Yela later worked as a teacher for the Mindfulness Self-Compassion program.
It has long been known that there are serious benefits of self compassion. And one of the primary goals of meditation, for millennia, has been to cultivate compassion both for ourselves and for others. The most famous meditation technique for developing compassion is the Buddhist Metta technique.
Yela sought to explain this and other benefits of meditation.
“The desire to clarify the psychological variables responsible for the beneficial effects on health and psychological well-being produced by these programs and my interest in evidence-based psychological interventions currently guide my lines of research.”
In the study, 414 meditators and 414 non-meditators from Latin America and Spain completed an assessment to evaluate their self compassion, sense of meaning, level of experiential avoidance, anxiety and depression.
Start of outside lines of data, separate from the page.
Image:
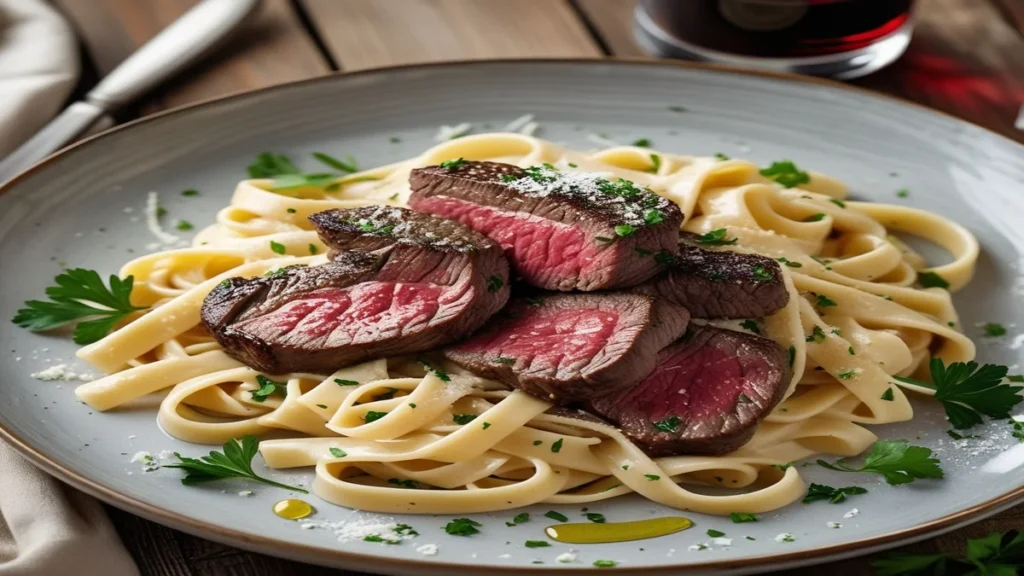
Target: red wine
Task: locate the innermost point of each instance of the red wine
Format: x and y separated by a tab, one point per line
783	29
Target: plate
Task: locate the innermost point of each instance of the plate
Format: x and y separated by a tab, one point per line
84	208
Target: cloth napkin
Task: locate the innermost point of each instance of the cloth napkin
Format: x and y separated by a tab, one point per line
46	528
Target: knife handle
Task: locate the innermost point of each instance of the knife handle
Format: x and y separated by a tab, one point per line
175	47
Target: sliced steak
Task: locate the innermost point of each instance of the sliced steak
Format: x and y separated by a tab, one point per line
398	296
720	283
707	395
570	347
561	231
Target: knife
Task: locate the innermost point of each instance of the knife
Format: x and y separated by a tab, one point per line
176	47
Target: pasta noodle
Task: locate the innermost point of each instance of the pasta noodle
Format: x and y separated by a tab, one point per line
516	451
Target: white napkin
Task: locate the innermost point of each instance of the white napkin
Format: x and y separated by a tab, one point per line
38	68
46	528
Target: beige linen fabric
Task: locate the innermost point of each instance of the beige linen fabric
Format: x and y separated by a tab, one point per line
46	528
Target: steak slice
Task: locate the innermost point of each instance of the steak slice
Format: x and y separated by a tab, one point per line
707	396
401	295
720	283
570	347
561	231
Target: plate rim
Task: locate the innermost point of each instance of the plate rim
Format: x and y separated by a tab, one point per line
304	552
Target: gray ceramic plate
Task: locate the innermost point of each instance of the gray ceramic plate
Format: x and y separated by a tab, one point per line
73	209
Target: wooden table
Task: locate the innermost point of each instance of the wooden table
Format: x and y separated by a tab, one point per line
967	58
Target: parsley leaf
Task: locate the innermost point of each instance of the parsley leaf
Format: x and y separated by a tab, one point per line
235	461
834	495
71	301
932	280
716	238
462	527
967	392
785	174
896	460
266	387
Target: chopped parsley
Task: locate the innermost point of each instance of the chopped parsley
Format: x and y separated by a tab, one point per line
373	416
454	164
653	216
235	461
266	387
896	460
817	335
80	296
825	301
655	163
967	392
625	230
463	419
716	238
495	283
348	166
834	495
740	518
993	330
462	527
441	375
669	424
556	516
785	174
932	280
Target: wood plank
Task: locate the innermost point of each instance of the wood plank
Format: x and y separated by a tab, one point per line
272	48
364	34
965	59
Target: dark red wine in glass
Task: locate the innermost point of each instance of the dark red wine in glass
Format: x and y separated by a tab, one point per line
839	38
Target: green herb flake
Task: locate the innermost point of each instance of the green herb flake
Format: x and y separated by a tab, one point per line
556	516
235	461
463	419
896	460
716	238
824	301
740	518
785	174
932	280
80	296
462	527
373	416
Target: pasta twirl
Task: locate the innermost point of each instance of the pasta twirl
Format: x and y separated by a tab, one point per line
388	436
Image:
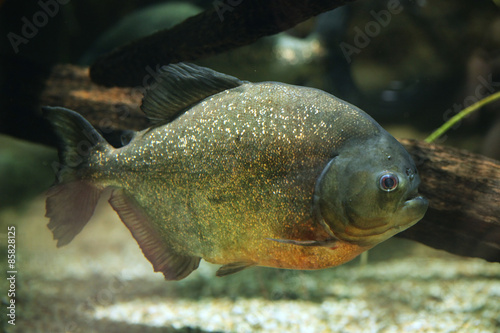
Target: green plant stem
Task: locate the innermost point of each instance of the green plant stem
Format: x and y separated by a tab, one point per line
465	112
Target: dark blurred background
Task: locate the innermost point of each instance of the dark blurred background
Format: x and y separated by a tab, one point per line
412	65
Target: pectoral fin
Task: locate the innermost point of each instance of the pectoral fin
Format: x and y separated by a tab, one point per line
332	243
174	266
234	267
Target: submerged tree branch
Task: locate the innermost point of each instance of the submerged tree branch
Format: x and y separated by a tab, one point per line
228	25
463	188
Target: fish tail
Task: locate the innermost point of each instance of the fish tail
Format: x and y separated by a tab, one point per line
72	200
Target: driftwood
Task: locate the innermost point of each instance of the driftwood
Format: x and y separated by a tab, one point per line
463	188
227	25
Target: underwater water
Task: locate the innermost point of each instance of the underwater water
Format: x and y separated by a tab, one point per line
101	282
410	64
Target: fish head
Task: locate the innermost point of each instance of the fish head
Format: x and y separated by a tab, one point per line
369	191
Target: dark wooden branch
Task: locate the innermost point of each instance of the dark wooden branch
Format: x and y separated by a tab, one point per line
463	188
228	25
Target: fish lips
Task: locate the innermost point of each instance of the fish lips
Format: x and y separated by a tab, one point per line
413	208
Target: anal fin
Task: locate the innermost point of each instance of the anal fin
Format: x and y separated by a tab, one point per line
69	207
233	267
174	266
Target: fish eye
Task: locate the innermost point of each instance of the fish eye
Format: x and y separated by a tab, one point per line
388	182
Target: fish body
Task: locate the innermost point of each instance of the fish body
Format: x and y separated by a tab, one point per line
241	174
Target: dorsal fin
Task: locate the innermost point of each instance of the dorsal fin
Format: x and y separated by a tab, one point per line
178	87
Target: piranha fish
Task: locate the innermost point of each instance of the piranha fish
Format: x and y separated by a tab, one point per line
240	174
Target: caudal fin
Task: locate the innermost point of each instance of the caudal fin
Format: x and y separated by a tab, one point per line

The results showed that people who practice meditation have improved mental health than non-meditators. However, those people who meditated infrequently had only marginally better mental health than non-meditators. Those who meditate frequently, on the other hand, had significantly better mental health. Those who meditate regularly have lower experiential avoidance, higher sense of purpose, and greater self compassion.
Yela states that to get the real benefits of mindfulness it is “necessary to practice regularly. If you practice only when things are going bad, you may not benefit from it.”
This is why it is so essential to make meditation a habit.
Yela states that practicing mindfulness meditation [READ: Getting into Mindfulness] helps us to cultivate self compassion, which gives us a greater appreciation for our life purpose, and encourages us to accepting reality as it is, which, of course, is one of the fundamental philosophies taught in Buddhism.
Yela states that it is essential to be self compassionate during challenging times in life.
Yela provides some tips on how to be self compassionate. He says, “self compassion requires:
- a) taking a benevolent attitude to ourselves
- b) realising that suffering is part of life (which is one of the fundamental lessons that Buddha taught)
- c) cultivating mindfulness of emotions, sensations and thought, especially unpleasant ones.